Roles—users must be logged in via the single sign-on service and have a role association that grants access to this Web service.

Security Within the Web Application

Fine-Grained Access Control enables the infrastructure to manage access-control within the Web service, making it possible for companies to maintain low-level security control within internal applications while retaining the ability to set limits on what information can be accessed by end users. Therefore e-business managers do not have to create a security framework within their own applications, as the management framework is already built and the API already provided,

Security audit logging and reporting allows administrators to view all changes made by a given user and configure a threshold for failed login attempts that immediately alert IT or security personnel if breached. End-to-end support of SSL encrypts all communication with the directory using industry-standard SSL, consequently completing system security from the client to the directory.

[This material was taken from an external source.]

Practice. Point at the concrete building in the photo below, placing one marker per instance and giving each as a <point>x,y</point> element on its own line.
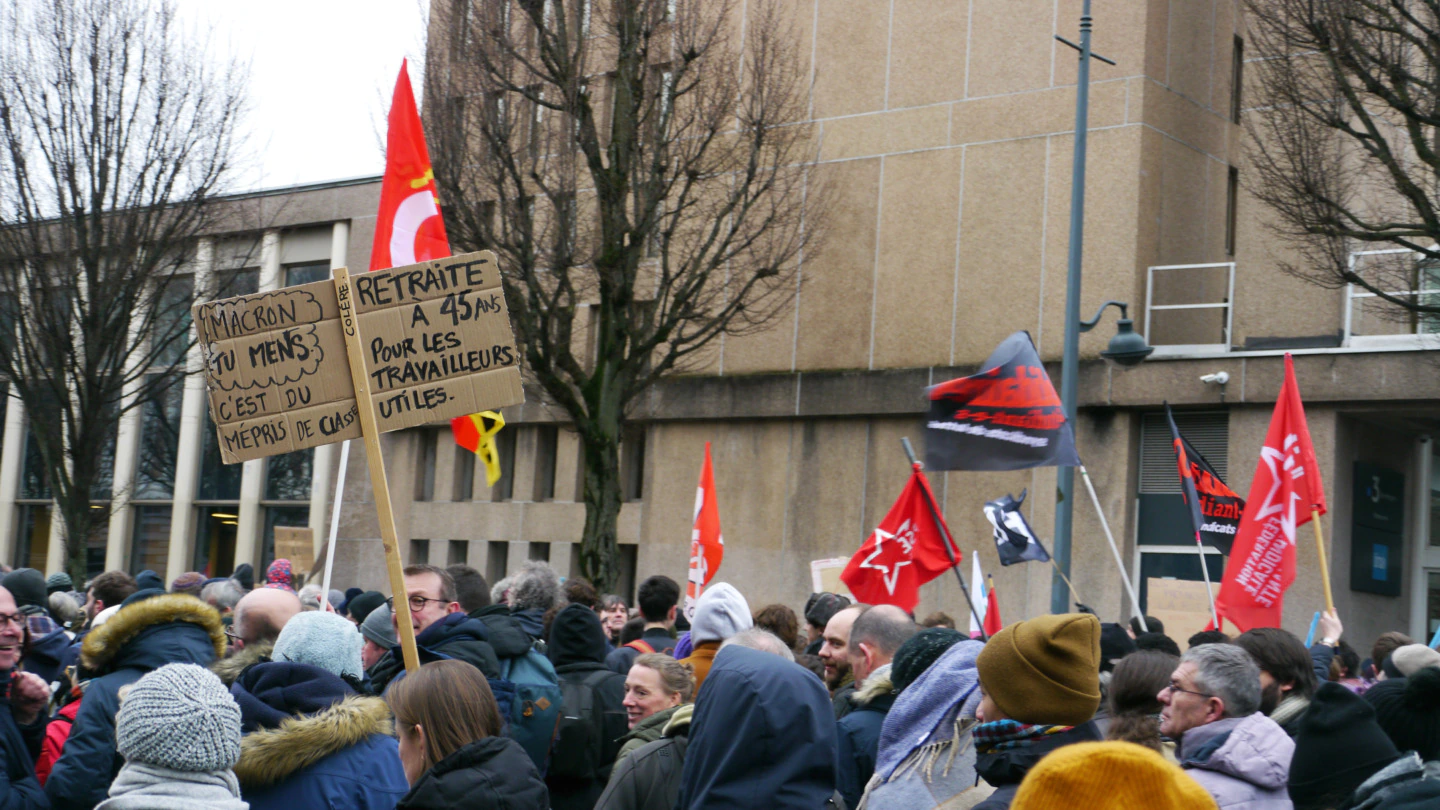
<point>946,130</point>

The process of implementing customer self-service requires dedicated technology efforts, yet the effort will pay for itself many times over. By simultaneously reducing the number of calls into the customer service

center and improving customer satisfaction, expenses are lowered and profits are raised. A key goal is to encourage an increasing number of customers to come back to the site, which will happen if they find it easy and convenient to use, so that these business benefits can be compounded in the future.

The most effective way to establish a flexible, scalable, end-user friendly security infrastructure is through secure directory services. Establishing a directory-based security infrastructure streamlines complex relationships, consolidates user and policy management, and securely extends access to applications and resources to diverse customers and partners. Self-service applications via the Web offer complete customer self-sufficiency with the ease, convenience and expediency they require at the level dictated by the business.

Self-management and delegated authority features provide e-business administrators with a secure, personalized site in the fastest time to market and at the lowest cost of ownership.